Царь Македонии Филипп II, сделав свое царство самой могущественной державой Балканского полуострова, предстал перед эллинами как их главнокомандующий в борьбе против варваров. Было много факторов, благодаря которым эллины могли принять его в этом качестве, не теряя лицо. Во-первых, хотя македонцы не считались формально эллинами, возможно, они были их близкими родичами – более отсталая ветвь того же родового древа. Во-вторых, сам эллинизм уже глубоко проник в Македонию. Хотя для возникновения эллинизма требовался определенный набор политических условий, значительная часть эллинизма – комплекс идей, литературных и художественных вкусов, – появившись однажды, могла быть передана людям, которые сами не жили в тех же условиях, что и греки. Итак, мы видим, что к IV в. до н. э. эллинизм уже оказывал влияние за пределами собственных границ. Финикийцы на Кипре, например, а также ликийцы и карийцы были отчасти эллинизированы. Но ни в одной стране эллинская культура не господствовала больше, чем в соседней Македонии. Правящий дом претендовал на чисто греческое происхождение и возводил свой род к древним царям Аргоса. Двор был местом, куда стекались греческие ученые, философы, художники и искатели приключений. Мы помним, что Еврипид закончил свои дни при царе Архелае. Филипп, который часть своей юности провел в качестве заложника в Фивах, был очень хорошо знаком с греческим языком и литературой. Человек, в котором мудрость греков достигла своих вершин, был нанят, дабы обучать его сына. Собственные идеи Александра происходили из героической поэзии Греции. Знать в целом подражала двору; можно предполагать, что они в общем и целом понимали греческий. За небольшими исключениями, и их имена были чисто греческими.
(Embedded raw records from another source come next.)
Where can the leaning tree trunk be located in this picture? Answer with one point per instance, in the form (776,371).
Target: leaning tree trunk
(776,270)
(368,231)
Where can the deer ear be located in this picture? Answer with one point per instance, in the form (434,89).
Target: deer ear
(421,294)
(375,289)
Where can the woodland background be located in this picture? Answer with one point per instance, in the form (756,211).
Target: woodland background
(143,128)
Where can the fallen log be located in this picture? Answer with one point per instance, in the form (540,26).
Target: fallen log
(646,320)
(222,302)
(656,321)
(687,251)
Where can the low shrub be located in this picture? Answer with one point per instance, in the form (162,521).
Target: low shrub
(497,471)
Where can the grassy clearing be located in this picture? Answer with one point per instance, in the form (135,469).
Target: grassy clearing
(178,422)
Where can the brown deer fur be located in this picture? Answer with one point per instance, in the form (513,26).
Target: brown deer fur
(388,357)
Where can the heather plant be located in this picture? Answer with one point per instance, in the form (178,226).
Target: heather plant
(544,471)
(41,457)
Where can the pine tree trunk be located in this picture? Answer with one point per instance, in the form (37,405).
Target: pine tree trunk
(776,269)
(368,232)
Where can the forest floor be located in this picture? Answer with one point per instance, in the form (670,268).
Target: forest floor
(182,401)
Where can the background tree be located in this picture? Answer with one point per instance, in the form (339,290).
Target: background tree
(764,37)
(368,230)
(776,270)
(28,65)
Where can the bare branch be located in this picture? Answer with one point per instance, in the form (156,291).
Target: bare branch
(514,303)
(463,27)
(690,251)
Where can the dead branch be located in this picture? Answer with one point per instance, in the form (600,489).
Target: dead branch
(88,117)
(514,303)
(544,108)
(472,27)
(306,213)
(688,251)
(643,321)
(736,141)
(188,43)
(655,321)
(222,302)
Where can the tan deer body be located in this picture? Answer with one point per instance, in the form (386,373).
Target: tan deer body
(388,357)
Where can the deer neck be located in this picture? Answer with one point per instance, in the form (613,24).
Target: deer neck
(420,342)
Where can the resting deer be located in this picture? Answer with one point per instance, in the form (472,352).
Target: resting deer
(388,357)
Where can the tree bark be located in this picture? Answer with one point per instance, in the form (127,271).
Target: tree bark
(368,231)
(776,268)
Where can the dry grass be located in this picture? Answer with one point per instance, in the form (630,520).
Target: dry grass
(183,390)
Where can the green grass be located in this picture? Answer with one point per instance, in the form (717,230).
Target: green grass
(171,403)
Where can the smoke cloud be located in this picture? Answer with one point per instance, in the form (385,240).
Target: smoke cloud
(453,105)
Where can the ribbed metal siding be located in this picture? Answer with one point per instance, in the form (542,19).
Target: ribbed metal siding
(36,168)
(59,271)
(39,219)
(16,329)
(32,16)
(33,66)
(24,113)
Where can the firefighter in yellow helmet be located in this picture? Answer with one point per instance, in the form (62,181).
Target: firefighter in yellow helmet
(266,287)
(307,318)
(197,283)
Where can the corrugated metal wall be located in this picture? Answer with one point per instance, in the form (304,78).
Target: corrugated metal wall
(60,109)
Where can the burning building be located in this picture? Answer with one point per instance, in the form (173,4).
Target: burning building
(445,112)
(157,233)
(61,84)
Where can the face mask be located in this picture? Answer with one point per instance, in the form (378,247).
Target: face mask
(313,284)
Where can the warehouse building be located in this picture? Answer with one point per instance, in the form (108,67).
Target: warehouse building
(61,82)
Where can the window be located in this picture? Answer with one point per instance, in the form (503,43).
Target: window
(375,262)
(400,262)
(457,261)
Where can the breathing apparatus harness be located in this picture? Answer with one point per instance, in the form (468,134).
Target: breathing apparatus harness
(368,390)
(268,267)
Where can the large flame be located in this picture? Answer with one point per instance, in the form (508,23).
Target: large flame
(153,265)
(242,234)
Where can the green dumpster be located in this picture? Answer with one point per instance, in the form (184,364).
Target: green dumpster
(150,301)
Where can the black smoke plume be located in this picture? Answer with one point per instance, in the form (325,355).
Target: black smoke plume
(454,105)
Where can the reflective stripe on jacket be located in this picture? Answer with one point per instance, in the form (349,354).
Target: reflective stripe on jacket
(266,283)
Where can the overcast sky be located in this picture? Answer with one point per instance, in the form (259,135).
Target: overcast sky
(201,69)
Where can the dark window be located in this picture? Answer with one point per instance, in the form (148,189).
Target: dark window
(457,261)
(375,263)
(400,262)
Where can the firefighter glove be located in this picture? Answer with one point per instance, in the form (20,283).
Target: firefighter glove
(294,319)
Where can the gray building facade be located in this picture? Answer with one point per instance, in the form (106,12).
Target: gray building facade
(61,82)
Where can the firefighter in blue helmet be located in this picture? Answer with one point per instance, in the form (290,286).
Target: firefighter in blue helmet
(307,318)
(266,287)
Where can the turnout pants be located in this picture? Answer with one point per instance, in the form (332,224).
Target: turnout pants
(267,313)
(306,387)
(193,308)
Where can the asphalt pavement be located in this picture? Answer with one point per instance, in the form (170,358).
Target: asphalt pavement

Должны ли эллины принять условия Филиппа – конфедерацию под господством македонцев против варварского мира? В большинстве греческих государств на этот вопрос – ключевой вопрос дня – отвечали «да» или «нет» с яростью и партийной риторикой. Ответ «нет» нашел свое бессмертное воплощение в устах Демосфена. Однако история решила в пользу «да». Филипп, предлагавший эти условия, обладал властью принуждения.

Итак, эллинизм вошел в совершенно новую главу своей истории. С одной стороны, независимое существование государств, обусловивших его рост, было обречено; с другой стороны – появилась гигантская военная мощь, вдохновленная эллинскими идеями. Распад македонской империи после смерти Александра действительно дал греческой независимости передышку дома и подверг опасности подъем греческой культуры на заново завоеванных территориях. Однако в течение длительного времени правящими силами на Балканском полуострове, в Малой Азии, Египте, Вавилонии, Иране, в стране, где течет Инд, – во всех тех странах, которые принадлежали к арийской и семитской цивилизациям, – оставались монархические дворы, греческие по своему языку и образу мыслей.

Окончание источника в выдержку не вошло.